Sofia Samatar reviews Carmen Maria Machado’s “The Husband Stitch” and her other stories in the LA Review of Books:
The trope of the woman with the ribbon around her neck is an urban legend familiar to many American kids, exchanged at slumber parties or summer camps in the spooky glow of a flashlight. “The Husband Stitch” is full of tales from this genre, pressing lightly through the dominant narrative. There’s the one about the couple in a parked car who listen to a radio broadcast about a hook-handed escaped killer, only to hear the scrape of his hook on the door. There’s the one about the girl who takes a dare to spend the night on a grave, plunges a knife into it to prove she was there, and then, having pinned her own skirt to the ground, dies of fright. Freud’s definition of the uncanny — something familiar that ought to have remained hidden, but has come to light — helps explain the urban legend’s relationship to “The Husband Stitch.” While the narrator tells of sexual awakening, marriage, and adulthood, the ribbon around her neck (which she will neither remove nor explain) recalls the terrible buried knowingness of childhood. Campfire chillers draw their energy from the fact that everyone knows the ending will be horrible, and the teller knows exactly how. In choosing this form for “The Husband Stitch,” Machado represents heterosexual marriage as a horror story whose ending we all pretend we don’t know.

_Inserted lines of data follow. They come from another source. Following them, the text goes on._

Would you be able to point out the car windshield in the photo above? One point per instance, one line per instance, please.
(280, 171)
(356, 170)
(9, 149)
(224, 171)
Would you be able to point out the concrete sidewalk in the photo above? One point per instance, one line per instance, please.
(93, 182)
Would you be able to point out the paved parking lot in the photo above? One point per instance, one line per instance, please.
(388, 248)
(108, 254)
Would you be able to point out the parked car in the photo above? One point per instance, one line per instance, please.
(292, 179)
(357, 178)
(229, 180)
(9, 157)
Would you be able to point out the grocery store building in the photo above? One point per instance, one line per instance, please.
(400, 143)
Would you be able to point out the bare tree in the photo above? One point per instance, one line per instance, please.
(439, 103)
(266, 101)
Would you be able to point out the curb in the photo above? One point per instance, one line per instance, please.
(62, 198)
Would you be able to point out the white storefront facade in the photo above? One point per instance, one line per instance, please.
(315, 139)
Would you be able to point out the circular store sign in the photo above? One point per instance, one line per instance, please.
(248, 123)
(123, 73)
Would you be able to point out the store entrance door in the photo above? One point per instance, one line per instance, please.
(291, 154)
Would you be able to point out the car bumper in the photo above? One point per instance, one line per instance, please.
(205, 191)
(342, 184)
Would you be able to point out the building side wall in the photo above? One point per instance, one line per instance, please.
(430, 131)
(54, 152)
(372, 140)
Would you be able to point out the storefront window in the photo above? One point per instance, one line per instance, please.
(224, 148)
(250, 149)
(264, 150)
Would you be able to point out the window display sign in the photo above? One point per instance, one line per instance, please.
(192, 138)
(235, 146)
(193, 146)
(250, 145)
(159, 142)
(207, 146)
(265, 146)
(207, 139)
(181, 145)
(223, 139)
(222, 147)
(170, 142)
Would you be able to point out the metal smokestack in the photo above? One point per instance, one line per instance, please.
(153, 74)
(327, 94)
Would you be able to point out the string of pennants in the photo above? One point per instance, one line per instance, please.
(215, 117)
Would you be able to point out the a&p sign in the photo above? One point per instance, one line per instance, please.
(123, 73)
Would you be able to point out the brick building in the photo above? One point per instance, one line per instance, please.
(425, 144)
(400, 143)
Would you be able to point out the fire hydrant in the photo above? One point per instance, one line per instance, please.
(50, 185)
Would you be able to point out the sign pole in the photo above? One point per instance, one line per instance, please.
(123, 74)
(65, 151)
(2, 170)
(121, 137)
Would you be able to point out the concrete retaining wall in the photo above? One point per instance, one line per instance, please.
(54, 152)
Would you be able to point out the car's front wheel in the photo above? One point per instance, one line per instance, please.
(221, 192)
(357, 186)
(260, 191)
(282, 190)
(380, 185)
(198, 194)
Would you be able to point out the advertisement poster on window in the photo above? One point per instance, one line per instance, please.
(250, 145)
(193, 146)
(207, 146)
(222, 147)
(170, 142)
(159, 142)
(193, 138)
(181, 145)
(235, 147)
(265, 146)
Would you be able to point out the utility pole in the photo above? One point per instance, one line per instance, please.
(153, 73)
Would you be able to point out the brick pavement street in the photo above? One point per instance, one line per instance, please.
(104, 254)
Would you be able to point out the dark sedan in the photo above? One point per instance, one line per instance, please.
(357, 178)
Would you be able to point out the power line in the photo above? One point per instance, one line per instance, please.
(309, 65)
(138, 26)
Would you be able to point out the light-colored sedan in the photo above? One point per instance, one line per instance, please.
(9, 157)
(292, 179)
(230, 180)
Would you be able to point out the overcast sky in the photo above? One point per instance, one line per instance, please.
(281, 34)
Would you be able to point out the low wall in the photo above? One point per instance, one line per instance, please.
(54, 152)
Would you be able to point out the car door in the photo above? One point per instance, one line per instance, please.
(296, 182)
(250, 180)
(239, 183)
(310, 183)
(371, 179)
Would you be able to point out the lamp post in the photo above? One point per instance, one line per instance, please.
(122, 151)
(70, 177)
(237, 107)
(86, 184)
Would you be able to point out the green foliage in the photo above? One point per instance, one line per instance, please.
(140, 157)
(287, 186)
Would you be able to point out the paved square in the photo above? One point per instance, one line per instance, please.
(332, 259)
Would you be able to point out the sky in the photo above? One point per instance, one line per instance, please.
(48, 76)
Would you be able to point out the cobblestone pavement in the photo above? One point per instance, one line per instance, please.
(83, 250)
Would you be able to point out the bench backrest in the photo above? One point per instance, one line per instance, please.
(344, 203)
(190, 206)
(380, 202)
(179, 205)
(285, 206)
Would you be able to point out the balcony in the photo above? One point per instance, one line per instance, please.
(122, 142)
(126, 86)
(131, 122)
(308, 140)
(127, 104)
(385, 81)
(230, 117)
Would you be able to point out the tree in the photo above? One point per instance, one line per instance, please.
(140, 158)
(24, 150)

I found “The Husband Stitch” good enough to nominate it for the Hugo, but I hadn’t noticed how much Machado used actually existing urban legends in her story. The urban legend genre is a lot less known on this side of the pond and I hadn’t encountered the examples she apparantly gave in her story. Interesting.
Sofia Samatar is a thoughful, thought provoking reviewer and Carmen Maria Machado’s work is strong enough to reward such reviewing.
(One of the side effects of the whole Sad Puppies mess is that it swallows up a lot of fandom attention that should be spent on making our fandom and science fiction more diverse and open, leaves less room for new initiatives to get attention. Therefore I’ve decided to write one positive post showcasing some book, project or thing that makes science fiction more diverse.)